Search Shortcut cmd + k | ctrl + k
datasketches

By utilizing the Apache DataSketches library this extension can efficiently compute approximate distinct item counts and estimations of quantiles, while allowing the sketches to be serialized.

Maintainer(s): rustyconover

Installing and Loading

INSTALL datasketches FROM community;
LOAD datasketches;

Example

-- This is just a demonstration of a single sketch type,
-- see the README for more sketches.
--
-- Lets simulate a temperature sensor
CREATE TABLE readings(temp integer);

INSERT INTO readings(temp) select unnest(generate_series(1, 10));

-- Create a sketch by aggregating id over the readings table.
SELECT datasketch_tdigest_rank(datasketch_tdigest(10, temp), 5) from readings;
┌────────────────────────────────────────────────────────────┐
 datasketch_tdigest_rank(datasketch_tdigest(10, "temp"), 5) 
                           double                           
├────────────────────────────────────────────────────────────┤
                                                       0.45 
└────────────────────────────────────────────────────────────┘

-- Put some more readings in at the high end.
INSERT INTO readings(temp) values (10), (10), (10), (10);

-- Now the rank of 5 is moved down.
SELECT datasketch_tdigest_rank(datasketch_tdigest(10, temp), 5) from readings;
┌────────────────────────────────────────────────────────────┐
 datasketch_tdigest_rank(datasketch_tdigest(10, "temp"), 5) 
                           double                           
├────────────────────────────────────────────────────────────┤
                                        0.32142857142857145 
└────────────────────────────────────────────────────────────┘

-- Lets get the cumulative distribution function from the sketch.
SELECT datasketch_tdigest_cdf(datasketch_tdigest(10, temp), [1,5,9]) from readings;
┌──────────────────────────────────────────────────────────────────────────────────┐
 datasketch_tdigest_cdf(datasketch_tdigest(10, "temp"), main.list_value(1, 5, 9)) 
                                     double[]                                     
├──────────────────────────────────────────────────────────────────────────────────┤
 [0.03571428571428571, 0.32142857142857145, 0.6071428571428571, 1.0]              
└──────────────────────────────────────────────────────────────────────────────────┘

-- The sketch can be persisted and updated later when more data
-- arrives without having to rescan the previously aggregated data.
SELECT datasketch_tdigest(10, temp) from readings;
datasketch_tdigest(10, "temp") = \x02\x01\x14\x0A\x00\x04\x00...

About datasketches

This extension provides an interface to the Apache DataSketches library.
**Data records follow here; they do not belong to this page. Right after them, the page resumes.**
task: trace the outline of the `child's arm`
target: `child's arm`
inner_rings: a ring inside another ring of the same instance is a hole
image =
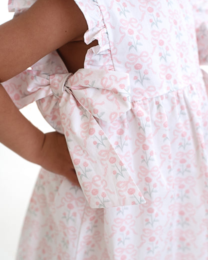
[[[87,29],[74,0],[38,0],[0,26],[0,82],[67,42],[82,40]]]
[[[78,24],[78,27],[77,27]],[[21,72],[87,30],[74,0],[38,0],[25,13],[0,26],[0,82]],[[77,179],[64,137],[44,134],[18,110],[0,86],[0,142],[26,160]]]
[[[44,134],[16,108],[0,84],[0,142],[25,159],[78,185],[64,136]]]

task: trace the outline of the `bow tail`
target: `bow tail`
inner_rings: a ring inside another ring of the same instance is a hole
[[[145,203],[96,120],[72,92],[64,92],[60,103],[62,122],[80,185],[90,206]]]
This extension enables users to efficiently compute approximate results for large datasets directly within DuckDB, using state-of-the-art streaming algorithms for distinct counting, quantile estimation, and more.

Why use this extension?

DuckDB already has great implementations of HyperLogLog via approx_count_distinct(x) and TDigest via approx_quantile(x, pos), but it doesn't expose the internal state of the aggregates nor allow the the user to tune all of the parameters of the sketches. This extension allows data sketches to be serialized as BLOBs which can be stored and shared across different systems, processes, and environments without loss of fidelity. This makes data sketches highly useful in distributed data processing pipelines.

This extension has implemented these sketches from Apache DataSketches.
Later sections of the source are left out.